I recently devoured a trilogy of young adult graphic novels written by Carla Jablonski and illustrated by Leland Purvis set in Nazi-occupied France during World War II.
The trilogy opens with Resistance, which is set in a small French village in 1942 in what once was the free zone but is no longer. The books are mainly about the Tessier children: Paul, an artist whose drawings capture everything he sees and take on a great importance; Marie, who is curious and meddling like a typical younger sister; and Sylvie, his older sister, who seems flighty and boy-crazy but has a depth no one expects.
Their father is a prisoner of war, but the family is faring well, all things considered. But when the Germans start taking away the local Jews, including the parents of Paul’s best friend, Henri, the siblings realize it is time to take a stand. Helped by a worker in the family vineyard, Jacques, the Tessiers join the Resistance in an effort to keep Henri safe.
In the second book, Defiance, Paul continues his work with the Resistance and papers the village with drawings that mock the Germans and the Milice (French military police). He becomes infuriated as the Germans steal from his family and send French men to work in German factories, and his aunt cavorts with the Germans in exchange for food and other comforts.
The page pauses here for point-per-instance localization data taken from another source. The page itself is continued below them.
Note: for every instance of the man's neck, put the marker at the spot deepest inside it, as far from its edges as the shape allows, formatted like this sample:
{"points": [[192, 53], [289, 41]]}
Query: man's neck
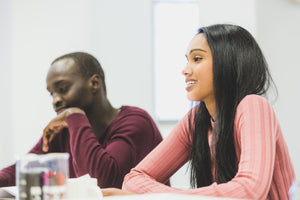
{"points": [[101, 118]]}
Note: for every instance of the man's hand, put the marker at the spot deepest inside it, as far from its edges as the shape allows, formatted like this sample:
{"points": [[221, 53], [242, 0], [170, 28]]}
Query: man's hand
{"points": [[56, 125], [114, 191]]}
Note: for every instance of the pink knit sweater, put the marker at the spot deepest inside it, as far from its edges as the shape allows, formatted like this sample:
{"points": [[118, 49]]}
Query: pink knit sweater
{"points": [[265, 170]]}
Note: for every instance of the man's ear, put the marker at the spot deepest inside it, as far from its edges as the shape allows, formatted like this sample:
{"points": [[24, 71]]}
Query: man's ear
{"points": [[95, 83]]}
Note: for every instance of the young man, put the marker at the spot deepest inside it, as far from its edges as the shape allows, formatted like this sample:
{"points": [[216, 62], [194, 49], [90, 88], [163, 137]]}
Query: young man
{"points": [[104, 141]]}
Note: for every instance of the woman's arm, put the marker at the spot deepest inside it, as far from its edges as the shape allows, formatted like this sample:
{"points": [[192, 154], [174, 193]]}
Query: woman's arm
{"points": [[256, 131]]}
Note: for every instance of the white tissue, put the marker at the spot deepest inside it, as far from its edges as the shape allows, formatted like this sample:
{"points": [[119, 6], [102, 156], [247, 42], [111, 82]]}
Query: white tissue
{"points": [[83, 187]]}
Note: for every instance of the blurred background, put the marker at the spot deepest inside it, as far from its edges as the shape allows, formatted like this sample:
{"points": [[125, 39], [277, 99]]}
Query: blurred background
{"points": [[141, 46]]}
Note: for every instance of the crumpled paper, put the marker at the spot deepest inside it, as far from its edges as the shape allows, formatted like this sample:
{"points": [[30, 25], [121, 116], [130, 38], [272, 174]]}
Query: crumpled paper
{"points": [[83, 187]]}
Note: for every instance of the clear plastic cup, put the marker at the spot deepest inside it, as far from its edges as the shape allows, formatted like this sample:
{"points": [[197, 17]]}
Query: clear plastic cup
{"points": [[42, 176]]}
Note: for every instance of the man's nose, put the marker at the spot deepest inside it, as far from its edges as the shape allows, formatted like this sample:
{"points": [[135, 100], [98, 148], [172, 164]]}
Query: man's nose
{"points": [[56, 100]]}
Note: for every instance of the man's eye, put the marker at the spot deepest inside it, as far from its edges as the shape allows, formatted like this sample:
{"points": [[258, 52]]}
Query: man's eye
{"points": [[62, 89], [197, 58]]}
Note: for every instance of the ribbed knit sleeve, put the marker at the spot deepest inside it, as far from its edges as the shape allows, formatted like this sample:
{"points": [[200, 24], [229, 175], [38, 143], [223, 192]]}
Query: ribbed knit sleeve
{"points": [[265, 170]]}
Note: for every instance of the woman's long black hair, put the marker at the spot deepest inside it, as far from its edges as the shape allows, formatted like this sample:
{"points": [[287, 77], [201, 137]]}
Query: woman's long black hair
{"points": [[239, 69]]}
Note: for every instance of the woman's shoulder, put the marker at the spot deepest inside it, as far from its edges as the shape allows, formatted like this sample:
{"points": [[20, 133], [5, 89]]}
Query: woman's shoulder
{"points": [[253, 98]]}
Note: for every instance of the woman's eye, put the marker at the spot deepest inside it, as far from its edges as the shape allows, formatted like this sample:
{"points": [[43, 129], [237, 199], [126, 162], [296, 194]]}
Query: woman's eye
{"points": [[197, 58]]}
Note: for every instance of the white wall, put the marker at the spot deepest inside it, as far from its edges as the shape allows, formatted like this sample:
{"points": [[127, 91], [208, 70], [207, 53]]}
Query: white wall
{"points": [[279, 35], [119, 34]]}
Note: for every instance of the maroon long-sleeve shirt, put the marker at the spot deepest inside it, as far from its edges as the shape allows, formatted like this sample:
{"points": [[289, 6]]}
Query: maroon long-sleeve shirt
{"points": [[128, 139]]}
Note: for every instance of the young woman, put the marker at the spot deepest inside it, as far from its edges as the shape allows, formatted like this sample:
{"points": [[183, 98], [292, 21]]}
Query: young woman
{"points": [[232, 139]]}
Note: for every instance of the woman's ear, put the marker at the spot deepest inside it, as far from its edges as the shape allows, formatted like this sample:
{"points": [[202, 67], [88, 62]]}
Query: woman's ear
{"points": [[95, 83]]}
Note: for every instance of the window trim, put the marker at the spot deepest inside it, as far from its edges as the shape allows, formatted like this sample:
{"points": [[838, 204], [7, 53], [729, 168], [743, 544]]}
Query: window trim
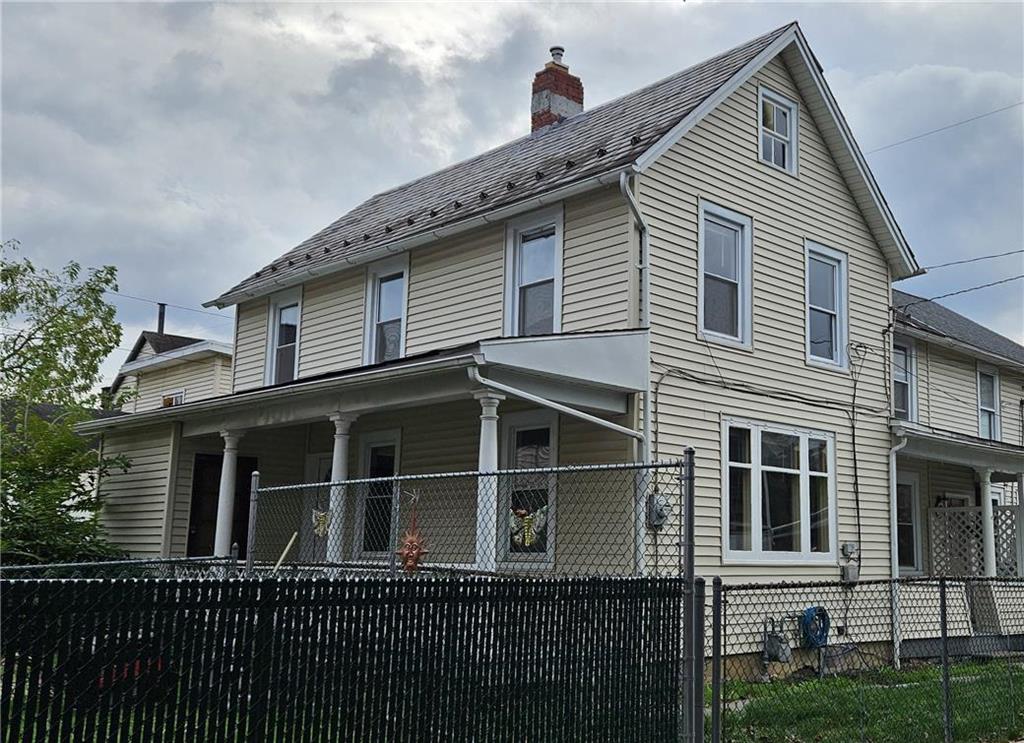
{"points": [[757, 555], [794, 143], [841, 260], [911, 377], [992, 372], [367, 441], [376, 271], [279, 300], [911, 479], [514, 228], [744, 266], [510, 423]]}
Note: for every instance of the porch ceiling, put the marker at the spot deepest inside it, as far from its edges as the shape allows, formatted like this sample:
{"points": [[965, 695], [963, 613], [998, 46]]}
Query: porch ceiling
{"points": [[948, 446]]}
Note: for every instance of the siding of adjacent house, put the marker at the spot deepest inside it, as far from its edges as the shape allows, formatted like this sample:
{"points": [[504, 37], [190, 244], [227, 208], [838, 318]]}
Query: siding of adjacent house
{"points": [[200, 379], [718, 161], [134, 501]]}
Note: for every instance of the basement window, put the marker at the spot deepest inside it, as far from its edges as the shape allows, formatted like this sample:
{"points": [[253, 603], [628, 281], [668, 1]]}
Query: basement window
{"points": [[779, 494]]}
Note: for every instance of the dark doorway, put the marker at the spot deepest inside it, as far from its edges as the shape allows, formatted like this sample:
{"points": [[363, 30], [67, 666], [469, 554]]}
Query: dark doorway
{"points": [[203, 516]]}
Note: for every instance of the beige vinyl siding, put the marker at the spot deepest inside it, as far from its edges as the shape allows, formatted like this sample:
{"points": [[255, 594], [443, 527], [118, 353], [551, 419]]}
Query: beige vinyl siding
{"points": [[250, 345], [200, 379], [332, 323], [719, 161], [596, 263], [134, 501]]}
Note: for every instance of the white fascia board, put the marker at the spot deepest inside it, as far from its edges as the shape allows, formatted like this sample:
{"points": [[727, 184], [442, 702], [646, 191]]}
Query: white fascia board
{"points": [[497, 215], [616, 360], [906, 265], [178, 355]]}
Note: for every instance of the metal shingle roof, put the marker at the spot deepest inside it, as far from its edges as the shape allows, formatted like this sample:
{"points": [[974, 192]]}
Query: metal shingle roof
{"points": [[933, 317], [601, 140]]}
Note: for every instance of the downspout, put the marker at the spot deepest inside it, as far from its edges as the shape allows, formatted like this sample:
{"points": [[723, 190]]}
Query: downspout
{"points": [[644, 267]]}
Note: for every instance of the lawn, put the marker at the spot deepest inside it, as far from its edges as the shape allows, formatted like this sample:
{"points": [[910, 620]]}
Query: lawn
{"points": [[881, 705]]}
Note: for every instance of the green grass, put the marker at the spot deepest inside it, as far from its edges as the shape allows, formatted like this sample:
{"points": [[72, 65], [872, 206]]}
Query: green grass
{"points": [[880, 705]]}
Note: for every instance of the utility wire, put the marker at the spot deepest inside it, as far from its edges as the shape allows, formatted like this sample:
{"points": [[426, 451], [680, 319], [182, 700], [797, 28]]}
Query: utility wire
{"points": [[942, 129], [973, 260]]}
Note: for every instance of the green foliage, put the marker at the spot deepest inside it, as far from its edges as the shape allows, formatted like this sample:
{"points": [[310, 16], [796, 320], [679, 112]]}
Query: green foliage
{"points": [[56, 330]]}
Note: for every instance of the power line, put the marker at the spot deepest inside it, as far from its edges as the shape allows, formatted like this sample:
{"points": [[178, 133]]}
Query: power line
{"points": [[963, 291], [942, 129], [973, 260]]}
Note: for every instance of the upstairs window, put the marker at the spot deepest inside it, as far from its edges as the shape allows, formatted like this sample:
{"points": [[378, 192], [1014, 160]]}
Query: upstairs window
{"points": [[988, 403], [724, 292], [779, 125], [826, 319], [534, 276], [284, 338], [903, 381], [385, 333]]}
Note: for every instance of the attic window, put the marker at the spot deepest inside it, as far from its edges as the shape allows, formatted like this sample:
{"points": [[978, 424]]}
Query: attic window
{"points": [[779, 123]]}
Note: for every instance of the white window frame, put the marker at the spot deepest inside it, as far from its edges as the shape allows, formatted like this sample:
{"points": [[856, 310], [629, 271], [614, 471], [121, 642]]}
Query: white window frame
{"points": [[173, 393], [744, 268], [278, 301], [911, 377], [757, 555], [841, 261], [996, 422], [911, 479], [793, 108], [514, 229], [375, 272], [510, 424], [368, 441]]}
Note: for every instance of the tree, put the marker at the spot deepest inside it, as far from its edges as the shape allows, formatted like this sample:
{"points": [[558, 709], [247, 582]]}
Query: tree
{"points": [[56, 330]]}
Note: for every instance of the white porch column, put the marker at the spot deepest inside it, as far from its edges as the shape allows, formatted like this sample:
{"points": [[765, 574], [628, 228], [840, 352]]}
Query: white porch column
{"points": [[987, 522], [339, 473], [225, 494], [486, 487]]}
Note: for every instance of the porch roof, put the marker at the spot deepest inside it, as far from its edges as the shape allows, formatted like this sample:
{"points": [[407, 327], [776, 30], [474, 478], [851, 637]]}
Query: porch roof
{"points": [[931, 443], [594, 370]]}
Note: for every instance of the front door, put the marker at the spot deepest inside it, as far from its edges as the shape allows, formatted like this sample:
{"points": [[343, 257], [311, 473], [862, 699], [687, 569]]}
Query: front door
{"points": [[203, 515]]}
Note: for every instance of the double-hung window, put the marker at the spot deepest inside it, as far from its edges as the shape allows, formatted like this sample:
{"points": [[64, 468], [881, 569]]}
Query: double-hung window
{"points": [[779, 500], [385, 329], [724, 290], [526, 520], [779, 120], [534, 275], [903, 380], [826, 315], [988, 402], [283, 341]]}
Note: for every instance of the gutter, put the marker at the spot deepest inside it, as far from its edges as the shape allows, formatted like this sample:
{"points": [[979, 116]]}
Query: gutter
{"points": [[498, 215], [644, 267]]}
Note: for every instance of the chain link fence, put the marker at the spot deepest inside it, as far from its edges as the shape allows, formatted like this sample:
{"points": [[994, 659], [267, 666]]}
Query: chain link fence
{"points": [[915, 659], [598, 520]]}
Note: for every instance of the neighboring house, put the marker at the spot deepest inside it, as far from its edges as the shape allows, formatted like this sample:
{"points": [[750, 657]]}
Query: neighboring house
{"points": [[712, 248], [957, 409]]}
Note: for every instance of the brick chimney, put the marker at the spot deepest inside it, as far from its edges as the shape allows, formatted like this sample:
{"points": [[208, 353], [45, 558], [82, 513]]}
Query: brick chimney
{"points": [[557, 95]]}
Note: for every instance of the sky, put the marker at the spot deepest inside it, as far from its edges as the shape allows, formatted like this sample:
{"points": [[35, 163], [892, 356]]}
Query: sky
{"points": [[189, 144]]}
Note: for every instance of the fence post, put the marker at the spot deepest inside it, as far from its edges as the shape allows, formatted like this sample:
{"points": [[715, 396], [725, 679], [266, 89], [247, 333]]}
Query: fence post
{"points": [[698, 658], [251, 530], [716, 660], [947, 724]]}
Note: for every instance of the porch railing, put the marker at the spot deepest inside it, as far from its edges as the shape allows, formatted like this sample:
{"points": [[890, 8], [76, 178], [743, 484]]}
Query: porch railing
{"points": [[622, 519]]}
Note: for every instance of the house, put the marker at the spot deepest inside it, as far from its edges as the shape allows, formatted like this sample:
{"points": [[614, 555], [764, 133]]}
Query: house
{"points": [[704, 263], [957, 413]]}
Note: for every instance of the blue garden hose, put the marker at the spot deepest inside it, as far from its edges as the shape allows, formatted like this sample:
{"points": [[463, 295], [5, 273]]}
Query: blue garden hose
{"points": [[814, 624]]}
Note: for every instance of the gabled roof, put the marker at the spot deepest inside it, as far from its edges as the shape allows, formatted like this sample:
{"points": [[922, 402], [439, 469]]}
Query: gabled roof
{"points": [[583, 151], [932, 317]]}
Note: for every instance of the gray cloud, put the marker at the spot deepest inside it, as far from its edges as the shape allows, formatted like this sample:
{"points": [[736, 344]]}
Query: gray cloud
{"points": [[190, 143]]}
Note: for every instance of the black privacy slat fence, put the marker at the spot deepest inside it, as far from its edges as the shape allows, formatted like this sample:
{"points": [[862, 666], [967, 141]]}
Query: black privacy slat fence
{"points": [[369, 659]]}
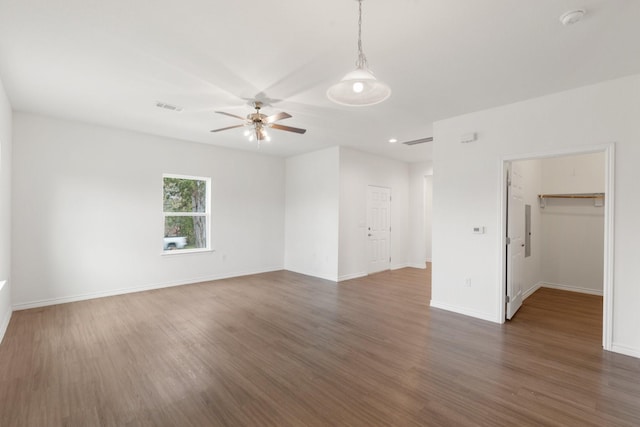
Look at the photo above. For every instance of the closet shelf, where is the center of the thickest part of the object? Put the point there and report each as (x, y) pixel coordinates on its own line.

His sisters also must do some soul searching, with Marie questioning the propaganda fed to her at school and Sylvie asked to cozy up to a German soldier to obtain information. It becomes harder and harder for them to know who to trust and to keep their work a secret.
In the final book, Victory, set after the D-Day invasion in 1944, Paul’s drawings finally land him in hot water with the Milice, but he finds resisters in the most shocking places. Sylvie’s feelings for a German soldier grow complicated, Paul must deal with the impact of his resistance work on innocent civilians, and Marie shows her mettle when she cares for a wounded soldier carrying an important message from General de Gaulle. Paul takes on his most dangerous mission yet, just as Paris is on the brink of liberation.
I tried to savor these books, but I ended up flying through them in a couple of hours. The story worked well in the graphic novel format, though of course, things were simplified a bit as a result. Still, there was much to like about these books, especially how they were presented for younger readers. Each book begins and ends with an author’s note explaining what things were like for the French people under the occupation.
Jablonski puts the spotlight on the important contributions of children to the Resistance and how they were recruited because they were not as likely to be noticed or suspected. She emphasizes their bravery, as well as their impulsiveness and the difficulty they had in keeping secrets. What struck me the most as I read was how these children and teens had a burning desire to fight against the injustices they witnessed and experienced in their homes and villages, and they weren’t expected to act, but they did.
The books also touch on the tensions among neighbors, friends, and even family. Those resisting feared being caught, and those who collaborated in some cases did so not because they supported the Nazis but because they wanted to survive the war. Both sides did what they felt they had to do. Many people claimed after the war to have been part of the Resistance, that they worked against the Germans even while appearing to help them. And in some cases, people falsely accused their neighbors of collaborating.
The war and its aftermath were confusing for the French who lived so many years in fear, but Jablonski highlights the many who rose above their fear to fight for their freedom while also showing the infighting among the Resistance groups. The illustrations by Purvis are rich and expressive, bringing the characters, the setting, and the tensions to life. I highly recommend the Resistance trilogy to adults and middle-grade readers alike, as it perfectly captures an important and chaotic period in history and, even in the graphic novel format, conveys the complexities of the characters and their situations.
Disclosure: I borrowed Resistance, Defiance, and Victory from the public library.